Economic historian and numismatic consultant


  1. This is far removed from my are of knowledge(Renaissance Italy), but to hazard a try, I will put down Dionysius I of Syracuse!

    I’m looking forward to hearing the answer :)

  2. Perhaps Douris of Samos, a historian who also wrote on tragedy and art?

  3. No and No. Gosh! This is difficult!

  4. Is it Themison of Cyprus to whom Aristotle addressed the Protreptikos?

  5. We propose Cleobulus of Lindus…although we are not sure about the expression island… and philologist :)

  6. This quiz has been on my mind for 3 months! To be honest, I thought that Constantina would reject it, as she usually wants me to ask easier questions. I too think it’s difficult, so let me give you a few hints. By “island” I mean… a regular island! Not a very big one like Sicily, but an island anyway. The term “philologist” is used more or less in the modern sense of the word. This person would be called a “grammaticus” in antiquity. And let me help you by saying that he became tyrant thanks to the approval of a very powerful man of his age.

  7. How about Maiandrios, the grammatistes (secretary) of Polykrates?
    Herodotos reports that after Polykrates’ murder Maiandrios ruled Samos for a while. It has been suggested that Maiandrios might have conspired with the Persian satrap Oroites to eliminate Polykrates and seize power on the island.

    • Sorry Yianni,
      we are still looking for a philologist and not a secretary!

  8. One more thing: Before leaving for his fateful meeting with Oroites, Polykrates entrusted the government of Samos to Maiandrios. In this fashion the powerful tyrant directly or/and indirectly opened the way for Maiandrios’ rise to power.

  9. This is a tricky one! If I may be permitted a second attempt – I’d like to submit Pittacus of Mytilene.


  10. Nikias.

  11. I will give you one more clue. A famous (infamous?) Roman may have been involved.
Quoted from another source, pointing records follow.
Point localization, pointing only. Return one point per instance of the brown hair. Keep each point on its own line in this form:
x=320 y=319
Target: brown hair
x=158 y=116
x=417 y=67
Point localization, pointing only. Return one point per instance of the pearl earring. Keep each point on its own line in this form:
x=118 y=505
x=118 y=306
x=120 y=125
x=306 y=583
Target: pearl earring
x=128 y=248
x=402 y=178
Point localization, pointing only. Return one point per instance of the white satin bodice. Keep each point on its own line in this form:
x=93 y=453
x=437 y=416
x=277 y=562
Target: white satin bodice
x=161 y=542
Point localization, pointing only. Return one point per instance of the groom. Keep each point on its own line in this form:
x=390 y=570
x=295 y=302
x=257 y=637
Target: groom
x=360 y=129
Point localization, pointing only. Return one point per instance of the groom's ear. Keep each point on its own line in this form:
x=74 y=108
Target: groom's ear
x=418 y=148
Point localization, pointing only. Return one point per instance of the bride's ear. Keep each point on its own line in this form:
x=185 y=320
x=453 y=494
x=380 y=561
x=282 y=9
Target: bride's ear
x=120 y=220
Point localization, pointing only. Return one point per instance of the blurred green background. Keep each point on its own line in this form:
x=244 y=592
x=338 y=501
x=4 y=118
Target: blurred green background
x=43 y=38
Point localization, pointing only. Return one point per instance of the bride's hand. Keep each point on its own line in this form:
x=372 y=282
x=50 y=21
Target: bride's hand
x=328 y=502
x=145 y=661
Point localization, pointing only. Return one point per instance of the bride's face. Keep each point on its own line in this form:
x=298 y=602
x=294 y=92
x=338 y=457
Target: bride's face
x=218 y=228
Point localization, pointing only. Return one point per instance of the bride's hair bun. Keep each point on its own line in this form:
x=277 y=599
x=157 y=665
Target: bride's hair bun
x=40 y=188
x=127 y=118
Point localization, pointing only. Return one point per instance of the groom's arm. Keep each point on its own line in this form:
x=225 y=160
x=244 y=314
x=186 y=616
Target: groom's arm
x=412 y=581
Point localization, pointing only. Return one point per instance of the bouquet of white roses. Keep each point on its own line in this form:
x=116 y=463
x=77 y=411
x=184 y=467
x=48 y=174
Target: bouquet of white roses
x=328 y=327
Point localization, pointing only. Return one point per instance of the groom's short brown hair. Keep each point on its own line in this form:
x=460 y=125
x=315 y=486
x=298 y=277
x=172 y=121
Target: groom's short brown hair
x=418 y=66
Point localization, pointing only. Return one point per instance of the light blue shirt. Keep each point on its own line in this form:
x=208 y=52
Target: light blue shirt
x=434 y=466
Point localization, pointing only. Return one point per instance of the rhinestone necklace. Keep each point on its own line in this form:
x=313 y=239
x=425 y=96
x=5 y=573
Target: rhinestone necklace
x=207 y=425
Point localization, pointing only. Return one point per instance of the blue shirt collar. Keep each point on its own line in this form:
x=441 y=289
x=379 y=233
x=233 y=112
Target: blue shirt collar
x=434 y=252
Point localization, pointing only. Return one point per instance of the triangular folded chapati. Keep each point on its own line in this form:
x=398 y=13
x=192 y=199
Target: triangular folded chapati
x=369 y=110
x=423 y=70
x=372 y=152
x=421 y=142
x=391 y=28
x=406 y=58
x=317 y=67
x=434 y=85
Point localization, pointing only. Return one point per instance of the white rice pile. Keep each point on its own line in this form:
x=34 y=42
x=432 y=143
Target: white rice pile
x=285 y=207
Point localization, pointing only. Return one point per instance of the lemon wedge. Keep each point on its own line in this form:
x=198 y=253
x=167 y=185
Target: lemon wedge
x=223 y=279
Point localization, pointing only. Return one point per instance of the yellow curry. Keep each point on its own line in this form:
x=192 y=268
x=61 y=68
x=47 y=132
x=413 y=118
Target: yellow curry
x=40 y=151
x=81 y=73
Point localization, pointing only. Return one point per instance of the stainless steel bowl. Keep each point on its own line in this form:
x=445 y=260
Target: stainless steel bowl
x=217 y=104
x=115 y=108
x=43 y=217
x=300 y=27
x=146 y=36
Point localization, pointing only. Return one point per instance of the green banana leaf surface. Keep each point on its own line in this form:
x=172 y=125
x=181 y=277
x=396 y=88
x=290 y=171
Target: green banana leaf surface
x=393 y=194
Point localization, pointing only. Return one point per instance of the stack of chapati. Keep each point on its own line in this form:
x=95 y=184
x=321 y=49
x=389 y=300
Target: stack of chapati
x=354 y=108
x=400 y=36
  12. That’s what I’m saying. Nikias (of Kos). Protected by Antonius.

  13. Peter K,
    of course, you are correct. I know that Manolis had someone else in mind (what is it with Roman politicians and Greek philologists-tyrants?) but Nikias of Kos certainly fits the profile. As far as I know, he is mentioned in Suetonius as a man of learning and someone who wrote a critique on Lucretius. He is otherwise known as Curtius Nicias.

  14. With regard to Curtius Nicias, Suetonius (De grammaticis et rhetoribus 14.3) refers to his work “de Lucilio”, not Lucretius. His identification with the tyrant of Kos seems to be regarded as possible but not certain.

  15. K. Buraselis, in his book Kos between Hellenism and Rome, Philadelphia 2000, pp. 25-65 (passim), esp. p. 30, accepts the identification of the grammarian Curtius Nicias with the tyrant, commenting also on the numismatic evidence (op. cit., pp. 31-37), as well as on the literary and other testimonia (p. 37ff.).

    • Thanks for the reference.

  16. It is Nicias. The identification of the tyrant with the philologist is usually accepted.